Figure 1: Scaling law evaluated on the MT-bench using LLaMA-Instruct 3.1 8B as the target model, with the x-axis representing the data scale relative to ShareGPT. The new architectural designs in EAGLE-3 enable an increasing scaling curve, which was never observed in the previous works.

Multi-layer Feature Fusion: Unlike previous methods that use features from either a single layer or top-layer features, EAGLE-3 utilizes a fusion of low, middle, and high-level features. This approach captures richer semantic information, improving expressiveness and token prediction accuracy.

Figure 2: Diagram of the EAGLE-3 inference pipeline, illustrating the three steps of the draft model. $l$ , $m$ , and $h$ represent the low, middle, and high-level features of the target model, respectively. $e$ denotes the embedding.

Experimental Results

EAGLE-3 tested various open-source models, demonstrating superior performance across five tasks: multi-turn conversation, code generation, mathematical reasoning, instruction following, and summarization. The authors report a maximum speedup ratio of 6.5x and significant improvements over earlier versions like EAGLE-2, highlighting the effectiveness of EAGLE-3's architectural innovations.

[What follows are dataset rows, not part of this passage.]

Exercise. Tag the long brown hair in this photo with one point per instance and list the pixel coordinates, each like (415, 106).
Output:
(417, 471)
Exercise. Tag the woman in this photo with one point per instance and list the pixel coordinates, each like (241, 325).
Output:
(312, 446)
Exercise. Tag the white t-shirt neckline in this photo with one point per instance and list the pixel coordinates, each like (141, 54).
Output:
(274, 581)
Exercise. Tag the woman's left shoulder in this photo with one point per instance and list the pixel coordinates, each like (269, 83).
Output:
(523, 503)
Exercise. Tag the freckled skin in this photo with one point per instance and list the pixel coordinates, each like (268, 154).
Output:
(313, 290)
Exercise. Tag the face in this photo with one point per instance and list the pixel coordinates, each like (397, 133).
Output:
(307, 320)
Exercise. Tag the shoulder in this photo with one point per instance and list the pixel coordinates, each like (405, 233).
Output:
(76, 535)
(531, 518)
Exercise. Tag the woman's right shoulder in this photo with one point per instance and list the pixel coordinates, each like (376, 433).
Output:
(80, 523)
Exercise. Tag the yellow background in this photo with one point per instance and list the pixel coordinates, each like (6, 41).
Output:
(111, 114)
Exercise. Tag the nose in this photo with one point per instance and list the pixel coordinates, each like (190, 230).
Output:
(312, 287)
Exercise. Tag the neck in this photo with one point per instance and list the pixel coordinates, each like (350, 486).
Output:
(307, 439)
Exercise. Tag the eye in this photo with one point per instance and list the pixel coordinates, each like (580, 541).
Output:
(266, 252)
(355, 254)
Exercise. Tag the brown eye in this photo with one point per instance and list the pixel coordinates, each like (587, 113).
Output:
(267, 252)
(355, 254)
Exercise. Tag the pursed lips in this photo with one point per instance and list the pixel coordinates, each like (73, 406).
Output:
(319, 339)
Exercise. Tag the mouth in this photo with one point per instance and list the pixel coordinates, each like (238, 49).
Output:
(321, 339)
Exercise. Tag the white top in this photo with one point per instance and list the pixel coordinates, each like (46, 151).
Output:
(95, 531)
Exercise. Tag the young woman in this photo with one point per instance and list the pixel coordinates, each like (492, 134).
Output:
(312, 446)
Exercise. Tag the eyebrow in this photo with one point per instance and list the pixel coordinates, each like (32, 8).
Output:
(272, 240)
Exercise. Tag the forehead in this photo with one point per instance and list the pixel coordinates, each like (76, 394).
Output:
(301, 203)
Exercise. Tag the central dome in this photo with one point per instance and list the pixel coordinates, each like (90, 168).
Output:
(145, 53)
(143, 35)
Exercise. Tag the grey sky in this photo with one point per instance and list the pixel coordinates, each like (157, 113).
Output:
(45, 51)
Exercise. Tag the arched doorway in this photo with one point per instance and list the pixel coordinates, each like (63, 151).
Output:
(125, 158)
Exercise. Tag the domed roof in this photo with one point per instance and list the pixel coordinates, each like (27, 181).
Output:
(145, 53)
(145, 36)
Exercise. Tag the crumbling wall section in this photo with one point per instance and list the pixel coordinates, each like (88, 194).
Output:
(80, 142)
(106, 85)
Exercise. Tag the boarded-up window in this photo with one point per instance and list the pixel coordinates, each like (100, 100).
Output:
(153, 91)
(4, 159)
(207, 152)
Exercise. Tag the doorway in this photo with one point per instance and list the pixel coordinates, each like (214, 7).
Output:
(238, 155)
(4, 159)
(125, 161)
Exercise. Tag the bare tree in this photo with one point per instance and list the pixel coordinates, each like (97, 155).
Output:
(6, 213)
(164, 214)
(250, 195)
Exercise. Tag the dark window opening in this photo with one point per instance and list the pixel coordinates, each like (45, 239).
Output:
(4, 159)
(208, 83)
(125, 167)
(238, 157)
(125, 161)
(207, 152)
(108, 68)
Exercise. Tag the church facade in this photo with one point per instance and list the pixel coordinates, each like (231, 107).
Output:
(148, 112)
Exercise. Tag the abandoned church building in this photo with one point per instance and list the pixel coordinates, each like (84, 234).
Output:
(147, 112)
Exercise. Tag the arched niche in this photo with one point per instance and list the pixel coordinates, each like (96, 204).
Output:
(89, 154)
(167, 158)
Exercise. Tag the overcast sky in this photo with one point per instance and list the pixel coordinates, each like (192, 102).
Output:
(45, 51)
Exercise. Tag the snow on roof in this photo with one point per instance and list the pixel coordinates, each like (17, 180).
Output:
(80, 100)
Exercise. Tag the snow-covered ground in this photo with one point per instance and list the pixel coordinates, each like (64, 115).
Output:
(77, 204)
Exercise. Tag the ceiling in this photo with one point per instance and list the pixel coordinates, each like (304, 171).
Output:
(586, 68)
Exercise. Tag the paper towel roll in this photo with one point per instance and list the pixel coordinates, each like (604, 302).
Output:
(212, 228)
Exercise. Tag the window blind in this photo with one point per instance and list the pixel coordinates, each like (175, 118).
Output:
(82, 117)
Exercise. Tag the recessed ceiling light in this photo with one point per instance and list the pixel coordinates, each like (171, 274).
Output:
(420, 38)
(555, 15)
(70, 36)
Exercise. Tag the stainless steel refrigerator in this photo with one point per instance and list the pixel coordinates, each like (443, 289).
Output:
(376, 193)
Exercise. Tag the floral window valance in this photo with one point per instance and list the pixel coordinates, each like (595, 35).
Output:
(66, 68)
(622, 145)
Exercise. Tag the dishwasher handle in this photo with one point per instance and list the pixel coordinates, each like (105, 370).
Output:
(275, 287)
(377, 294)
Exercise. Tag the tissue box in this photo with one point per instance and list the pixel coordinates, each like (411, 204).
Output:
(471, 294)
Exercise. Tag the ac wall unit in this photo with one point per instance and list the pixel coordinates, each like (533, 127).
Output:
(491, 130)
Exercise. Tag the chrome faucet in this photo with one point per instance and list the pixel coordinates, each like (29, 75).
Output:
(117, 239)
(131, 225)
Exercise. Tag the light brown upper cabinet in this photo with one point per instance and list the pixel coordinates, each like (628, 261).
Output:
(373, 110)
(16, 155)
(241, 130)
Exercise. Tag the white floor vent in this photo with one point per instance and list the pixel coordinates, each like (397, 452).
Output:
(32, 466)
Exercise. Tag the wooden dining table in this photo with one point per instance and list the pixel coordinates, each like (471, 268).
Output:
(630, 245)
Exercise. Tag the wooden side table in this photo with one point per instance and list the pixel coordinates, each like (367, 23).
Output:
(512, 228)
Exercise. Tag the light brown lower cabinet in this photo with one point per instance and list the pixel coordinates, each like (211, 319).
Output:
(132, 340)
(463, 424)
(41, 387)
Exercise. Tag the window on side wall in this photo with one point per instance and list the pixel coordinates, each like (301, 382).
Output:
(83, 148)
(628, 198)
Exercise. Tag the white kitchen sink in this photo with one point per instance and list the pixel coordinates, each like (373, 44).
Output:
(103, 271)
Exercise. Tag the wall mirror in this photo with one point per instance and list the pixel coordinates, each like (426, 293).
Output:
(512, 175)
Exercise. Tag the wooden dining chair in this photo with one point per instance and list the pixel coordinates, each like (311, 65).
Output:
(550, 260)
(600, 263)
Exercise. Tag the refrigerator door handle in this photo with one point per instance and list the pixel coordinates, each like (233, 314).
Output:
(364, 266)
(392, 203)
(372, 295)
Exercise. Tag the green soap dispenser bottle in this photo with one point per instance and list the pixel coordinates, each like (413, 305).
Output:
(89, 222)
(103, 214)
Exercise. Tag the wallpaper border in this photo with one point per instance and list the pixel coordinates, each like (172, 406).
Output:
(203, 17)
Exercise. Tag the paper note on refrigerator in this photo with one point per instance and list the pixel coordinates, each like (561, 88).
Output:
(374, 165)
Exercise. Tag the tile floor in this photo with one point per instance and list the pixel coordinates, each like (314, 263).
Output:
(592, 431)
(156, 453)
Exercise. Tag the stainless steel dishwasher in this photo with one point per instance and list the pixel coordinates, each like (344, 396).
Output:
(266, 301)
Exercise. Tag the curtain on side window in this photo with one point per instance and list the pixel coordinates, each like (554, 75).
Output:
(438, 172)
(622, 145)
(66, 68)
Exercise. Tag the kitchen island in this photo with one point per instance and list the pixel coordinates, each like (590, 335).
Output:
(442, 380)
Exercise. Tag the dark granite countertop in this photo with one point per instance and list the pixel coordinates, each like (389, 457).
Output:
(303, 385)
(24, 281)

Figure 3: Speedup ratios of different methods at temperature=0.

Acceptance Rates and Speedup: EAGLE-3 achieves notable improvements in acceptance rates of draft tokens compared to previous methods like EAGLE. The experiments reveal consistent acceptance rates across inputs with increased self-predicted values. This reflects the robustness of EAGLE-3’s training approach and its ability to maintain high performance even with enhanced input complexity.

Figure 4: Acceptance rate of EAGLE and EAGLE-3 on MT-bench, with the target model being LLaMA-Instruct 3.1 8B.

Implications and Future Directions

The enhancements provided by EAGLE-3 offer practical benefits in deploying LLMs for real-time applications where latency is a critical constraint. The observed scaling behavior with increased data suggests potential expansions in efficiency for even larger datasets and models. Future developments may explore further optimization avenues such as adaptive layer selection or integrating external knowledge bases to further boost LLM capabilities while minimizing computational overhead.

Conclusion

EAGLE-3 represents a significant step forward in speculative sampling methods, demonstrating notable improvements in inference acceleration for LLMs. By eschewing feature prediction constraints and adopting a multi-layer fusion approach, EAGLE-3 sets the stage for future advancements in efficient LLM deployment. This paper’s findings reveal a clear pathway towards scalable, fast, and efficient LLM inference (2503.01840).